Superbakteria New Delhi w szpitalu. Wstrzymano przyjęcia na neurologii

Podejrzenie ogniska epidemicznego wywołanego superbakterią New Delhi w ostrowieckim szpitalu. Potwierdza to Wojewódzka Stacja Sanitarno-Epidemiologiczna w Kielcach i dyrekcja szpitala.

Inspektorzy kontrolę przeprowadzili wczoraj, wciąż badają dokumentację. Zapowiadają, że wyniki mogą mieć najwcześniej pod koniec przyszłego tygodnia. – Ze wstępnych ustaleń wynika, że zidentyfikowano co najmniej pięć osób zakażonych tą bakterią na oddziale neurologicznym z pododdziałem udarowym – mówi Marzena Haponiuk, kierownik Oddziału Nadzoru Przeciwepidemicznego Świętokrzyskiej Stacji Sanepidu – Jest to niebezpieczny mechanizm lekooporności, przypadki o których w tej chwili wiemy, to są “kolonizacje”, czyli zakażenia bezobjawowe – mówi.
Bakteria New Dehli jest śmiertelnie niebezpieczna – zwłaszcza dla osób z obniżoną odpornością. Może wywołać zapalenie opon mózgowo-rdzeniowych, zapalenie płuc, układu moczowego, a nawet sepsę. Jest odporna na leczenie antybiotykami.
– Kiedy dowiedzieliśmy się o tym, że jedna z pacjentek jest nosicielką tej bakterii natychmiast powiadomiliśmy sanepid, wstrzymane zostały także przyjęcia ostrodyżurowe i planowe na oddział, wykonaliśmy także badania u wszystkich pozostałych chorych. Nosicielstwo bakterii stwierdzono jeszcze u czterech innych osób – potwierdza dr Piotr Wójcik, dyrektor do spraw lecznictwa szpitala.
– Pacjenci Ci zostali odizolowani, pozostali chorzy u których nie wykryto bakterii po zakończeniu leczenia zostali wypisani do domu. Natomiast z pośród tych 5 osób zakażonych bakterią New Dehli jedna osoba została też wypisana do domu. Osoba ta ma status „nosiciela”, czyli nie ma u niej żadnych objawów chorobotwórczych – podkreśla Piotr Wójcik.

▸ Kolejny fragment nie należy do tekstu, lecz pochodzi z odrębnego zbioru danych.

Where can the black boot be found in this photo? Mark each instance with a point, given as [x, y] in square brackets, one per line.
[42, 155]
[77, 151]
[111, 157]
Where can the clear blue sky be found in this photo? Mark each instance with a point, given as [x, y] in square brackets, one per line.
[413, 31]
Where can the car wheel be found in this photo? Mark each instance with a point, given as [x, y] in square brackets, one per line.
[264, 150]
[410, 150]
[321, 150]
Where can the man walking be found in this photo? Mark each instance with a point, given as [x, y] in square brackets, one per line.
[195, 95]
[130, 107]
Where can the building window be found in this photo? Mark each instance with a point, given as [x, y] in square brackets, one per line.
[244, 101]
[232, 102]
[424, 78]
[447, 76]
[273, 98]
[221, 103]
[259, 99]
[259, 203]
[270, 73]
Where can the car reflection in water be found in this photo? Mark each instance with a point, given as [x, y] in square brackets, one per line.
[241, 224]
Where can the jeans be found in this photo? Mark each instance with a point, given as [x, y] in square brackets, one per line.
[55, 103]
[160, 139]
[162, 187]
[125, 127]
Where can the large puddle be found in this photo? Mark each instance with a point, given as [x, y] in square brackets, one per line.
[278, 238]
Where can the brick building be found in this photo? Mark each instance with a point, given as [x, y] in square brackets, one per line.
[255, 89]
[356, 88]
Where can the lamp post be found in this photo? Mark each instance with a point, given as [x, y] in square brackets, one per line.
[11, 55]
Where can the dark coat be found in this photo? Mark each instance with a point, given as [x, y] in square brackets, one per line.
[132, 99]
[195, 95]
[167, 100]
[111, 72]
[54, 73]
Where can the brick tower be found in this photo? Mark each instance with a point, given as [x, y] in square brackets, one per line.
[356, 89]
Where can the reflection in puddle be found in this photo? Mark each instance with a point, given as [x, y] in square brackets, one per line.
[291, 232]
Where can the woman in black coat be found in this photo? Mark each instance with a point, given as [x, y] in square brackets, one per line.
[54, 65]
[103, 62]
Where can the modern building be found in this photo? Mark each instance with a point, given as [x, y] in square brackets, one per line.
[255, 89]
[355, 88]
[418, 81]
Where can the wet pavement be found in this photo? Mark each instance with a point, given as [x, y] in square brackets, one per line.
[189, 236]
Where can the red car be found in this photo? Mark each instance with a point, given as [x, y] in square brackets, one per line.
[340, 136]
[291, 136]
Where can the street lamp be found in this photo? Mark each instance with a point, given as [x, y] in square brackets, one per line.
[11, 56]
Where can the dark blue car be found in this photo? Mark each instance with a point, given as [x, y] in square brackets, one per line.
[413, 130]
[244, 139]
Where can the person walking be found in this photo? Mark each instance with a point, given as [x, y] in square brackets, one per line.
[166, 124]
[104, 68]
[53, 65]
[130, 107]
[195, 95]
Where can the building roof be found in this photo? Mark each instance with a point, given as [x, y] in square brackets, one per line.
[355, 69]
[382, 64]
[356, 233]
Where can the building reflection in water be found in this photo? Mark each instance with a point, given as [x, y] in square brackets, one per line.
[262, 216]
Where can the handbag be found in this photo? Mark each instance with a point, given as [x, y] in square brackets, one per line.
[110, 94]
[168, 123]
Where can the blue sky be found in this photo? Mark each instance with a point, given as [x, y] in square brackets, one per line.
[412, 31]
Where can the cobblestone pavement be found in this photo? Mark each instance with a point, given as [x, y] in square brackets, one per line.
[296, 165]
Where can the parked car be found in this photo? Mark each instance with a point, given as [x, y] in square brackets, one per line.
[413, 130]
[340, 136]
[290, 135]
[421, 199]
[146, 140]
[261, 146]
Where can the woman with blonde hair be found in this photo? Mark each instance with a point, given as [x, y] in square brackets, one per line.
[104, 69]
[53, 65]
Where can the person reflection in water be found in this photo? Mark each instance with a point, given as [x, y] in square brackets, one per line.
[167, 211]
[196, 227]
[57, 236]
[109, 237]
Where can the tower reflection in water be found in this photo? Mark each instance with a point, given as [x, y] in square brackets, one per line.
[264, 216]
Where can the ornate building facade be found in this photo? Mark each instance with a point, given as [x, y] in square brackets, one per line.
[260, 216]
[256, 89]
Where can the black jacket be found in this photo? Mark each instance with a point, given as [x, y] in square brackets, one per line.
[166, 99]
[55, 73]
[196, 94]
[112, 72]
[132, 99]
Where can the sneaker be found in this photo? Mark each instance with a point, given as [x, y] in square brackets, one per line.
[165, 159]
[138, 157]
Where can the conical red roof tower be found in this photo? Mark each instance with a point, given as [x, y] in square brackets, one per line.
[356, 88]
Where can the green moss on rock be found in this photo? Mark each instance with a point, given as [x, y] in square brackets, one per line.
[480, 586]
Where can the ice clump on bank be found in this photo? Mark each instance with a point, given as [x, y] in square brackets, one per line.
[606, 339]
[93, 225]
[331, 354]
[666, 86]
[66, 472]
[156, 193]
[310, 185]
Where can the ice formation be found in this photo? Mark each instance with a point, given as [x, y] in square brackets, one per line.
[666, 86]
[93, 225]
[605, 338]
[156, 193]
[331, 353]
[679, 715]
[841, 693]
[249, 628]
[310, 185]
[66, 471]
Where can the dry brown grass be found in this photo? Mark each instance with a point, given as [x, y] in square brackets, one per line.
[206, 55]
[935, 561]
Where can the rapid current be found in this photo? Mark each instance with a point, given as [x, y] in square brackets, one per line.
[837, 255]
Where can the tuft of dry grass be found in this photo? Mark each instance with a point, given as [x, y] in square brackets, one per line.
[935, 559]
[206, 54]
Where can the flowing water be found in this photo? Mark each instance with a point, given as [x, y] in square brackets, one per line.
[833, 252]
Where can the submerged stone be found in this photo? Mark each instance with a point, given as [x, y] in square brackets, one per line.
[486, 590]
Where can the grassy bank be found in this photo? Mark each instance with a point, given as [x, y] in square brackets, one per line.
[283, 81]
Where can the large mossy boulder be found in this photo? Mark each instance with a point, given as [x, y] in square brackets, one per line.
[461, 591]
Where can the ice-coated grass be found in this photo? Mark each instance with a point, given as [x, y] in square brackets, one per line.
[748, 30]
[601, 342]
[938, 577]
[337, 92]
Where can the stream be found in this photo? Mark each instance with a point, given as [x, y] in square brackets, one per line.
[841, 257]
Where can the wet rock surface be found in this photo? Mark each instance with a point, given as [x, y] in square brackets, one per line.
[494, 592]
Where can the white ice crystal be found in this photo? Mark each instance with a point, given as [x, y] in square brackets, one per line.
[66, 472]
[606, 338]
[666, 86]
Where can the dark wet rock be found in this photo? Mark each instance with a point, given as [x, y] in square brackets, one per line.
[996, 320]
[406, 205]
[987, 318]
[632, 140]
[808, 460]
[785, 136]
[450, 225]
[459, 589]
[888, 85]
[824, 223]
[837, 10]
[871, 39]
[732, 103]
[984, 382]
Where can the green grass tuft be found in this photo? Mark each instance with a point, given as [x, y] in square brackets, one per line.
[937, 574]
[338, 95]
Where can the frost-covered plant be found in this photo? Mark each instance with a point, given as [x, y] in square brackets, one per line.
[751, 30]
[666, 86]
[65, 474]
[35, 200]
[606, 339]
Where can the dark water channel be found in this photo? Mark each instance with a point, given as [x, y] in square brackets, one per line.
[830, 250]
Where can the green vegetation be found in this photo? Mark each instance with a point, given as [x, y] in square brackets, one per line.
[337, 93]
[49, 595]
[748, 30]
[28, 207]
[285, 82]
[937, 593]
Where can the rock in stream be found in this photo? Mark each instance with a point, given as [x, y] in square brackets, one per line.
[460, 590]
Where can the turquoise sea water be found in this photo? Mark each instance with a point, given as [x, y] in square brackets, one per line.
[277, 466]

I nie ma zagrożenia ani dla tego pacjenta, ani dla jego otoczenia – podkreśla dyrektor Wójcik, dodając, że wkrótce po zakończeniu leczenia wypisane do domu zostaną dwie kolejne osoby, a ostatnie dwie, u których stwierdzono nosicielstwo będą leczone w szpitalu, w izolacji. – To chorzy na ciężkie schorzenia onkologiczne, osoby samotne i nie ma możliwości wypisania ich do domu, bo nie mają opieki bliskich – wyjaśnia doktor Wójcik
– W przyszłym tygodniu planujemy dekontaminacje, czyli kompleksowe odkażenie oddziału. Jeżeli to się uda, to w przyszłym tygodniu, po pozytywnej opinii Sanepidu oddział zacznie funkcjonować normalnie – dodaje.

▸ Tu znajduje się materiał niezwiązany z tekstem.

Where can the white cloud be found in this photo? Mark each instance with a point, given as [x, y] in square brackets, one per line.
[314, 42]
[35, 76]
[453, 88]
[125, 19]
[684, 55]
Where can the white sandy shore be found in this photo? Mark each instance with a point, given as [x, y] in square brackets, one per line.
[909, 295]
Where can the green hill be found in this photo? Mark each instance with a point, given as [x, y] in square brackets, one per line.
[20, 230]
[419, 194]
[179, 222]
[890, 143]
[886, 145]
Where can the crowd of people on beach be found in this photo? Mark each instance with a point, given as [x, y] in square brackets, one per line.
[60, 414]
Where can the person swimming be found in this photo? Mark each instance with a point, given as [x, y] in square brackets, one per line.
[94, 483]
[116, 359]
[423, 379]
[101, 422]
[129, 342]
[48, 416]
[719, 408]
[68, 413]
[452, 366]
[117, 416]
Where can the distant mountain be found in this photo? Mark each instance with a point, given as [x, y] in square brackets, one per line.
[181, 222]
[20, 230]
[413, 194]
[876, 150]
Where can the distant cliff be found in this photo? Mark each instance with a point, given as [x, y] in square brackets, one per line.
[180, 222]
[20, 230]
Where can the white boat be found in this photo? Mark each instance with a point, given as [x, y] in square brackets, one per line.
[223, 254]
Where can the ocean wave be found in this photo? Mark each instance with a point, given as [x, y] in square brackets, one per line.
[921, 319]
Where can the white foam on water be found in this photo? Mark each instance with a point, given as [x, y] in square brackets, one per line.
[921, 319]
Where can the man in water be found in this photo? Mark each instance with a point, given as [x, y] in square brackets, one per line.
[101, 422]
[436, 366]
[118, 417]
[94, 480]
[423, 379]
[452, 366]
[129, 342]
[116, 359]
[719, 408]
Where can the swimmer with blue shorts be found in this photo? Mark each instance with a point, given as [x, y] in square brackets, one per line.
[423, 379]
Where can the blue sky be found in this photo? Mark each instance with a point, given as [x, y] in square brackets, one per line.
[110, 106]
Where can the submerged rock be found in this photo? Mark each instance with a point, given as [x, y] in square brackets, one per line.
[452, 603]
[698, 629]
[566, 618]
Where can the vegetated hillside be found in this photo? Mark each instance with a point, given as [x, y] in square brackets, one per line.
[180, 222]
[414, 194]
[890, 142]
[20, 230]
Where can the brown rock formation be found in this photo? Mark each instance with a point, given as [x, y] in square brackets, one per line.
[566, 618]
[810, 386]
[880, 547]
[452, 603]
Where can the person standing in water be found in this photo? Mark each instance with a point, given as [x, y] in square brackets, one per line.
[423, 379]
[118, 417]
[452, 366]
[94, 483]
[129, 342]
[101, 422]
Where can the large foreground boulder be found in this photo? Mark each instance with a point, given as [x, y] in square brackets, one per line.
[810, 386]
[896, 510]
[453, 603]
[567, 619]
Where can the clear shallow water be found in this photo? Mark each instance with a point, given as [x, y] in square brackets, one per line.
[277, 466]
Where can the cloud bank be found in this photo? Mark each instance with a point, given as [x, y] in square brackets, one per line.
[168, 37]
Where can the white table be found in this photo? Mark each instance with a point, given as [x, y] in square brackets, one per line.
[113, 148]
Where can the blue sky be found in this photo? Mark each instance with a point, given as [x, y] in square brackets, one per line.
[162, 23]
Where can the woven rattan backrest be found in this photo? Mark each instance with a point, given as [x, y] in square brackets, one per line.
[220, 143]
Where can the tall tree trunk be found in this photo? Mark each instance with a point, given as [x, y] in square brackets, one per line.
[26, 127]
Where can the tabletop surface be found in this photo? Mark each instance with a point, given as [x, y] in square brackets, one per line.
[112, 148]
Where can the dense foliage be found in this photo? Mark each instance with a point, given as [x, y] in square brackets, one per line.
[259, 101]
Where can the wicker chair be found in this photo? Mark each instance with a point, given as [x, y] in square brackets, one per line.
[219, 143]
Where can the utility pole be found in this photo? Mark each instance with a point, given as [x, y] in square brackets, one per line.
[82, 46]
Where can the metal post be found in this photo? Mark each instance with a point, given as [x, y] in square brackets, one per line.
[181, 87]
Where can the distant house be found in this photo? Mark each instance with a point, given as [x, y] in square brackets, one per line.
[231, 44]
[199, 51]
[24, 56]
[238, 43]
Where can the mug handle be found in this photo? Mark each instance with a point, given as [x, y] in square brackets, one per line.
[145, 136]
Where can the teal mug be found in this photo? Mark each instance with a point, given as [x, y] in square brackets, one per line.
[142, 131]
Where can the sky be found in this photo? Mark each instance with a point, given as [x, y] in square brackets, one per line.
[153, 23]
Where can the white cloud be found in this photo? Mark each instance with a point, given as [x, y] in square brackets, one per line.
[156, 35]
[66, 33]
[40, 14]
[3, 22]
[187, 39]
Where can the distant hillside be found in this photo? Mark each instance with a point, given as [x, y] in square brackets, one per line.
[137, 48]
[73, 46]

W związku z ta sytuacją wicestarosta Andrzej Jabłoński powołał zespół kryzysowy, w skład którego weszli pracownicy starostwa, szpitala i ostrowieckiego sanepidu. – Na odprawie potwierdziliśmy procedury postępowania, które mają zapewnić bezpieczeństwo pacjentom. Jesteśmy w stałym kontakcie i chcę zapewnić, że pacjenci szpitala i ich bliscy nie muszą się obawiać o swoje zdrowie i życie – podkreślił wicestarosta Jabłoński.

A wyniki badań sanepidu znane będą w przyszłym tygodniu.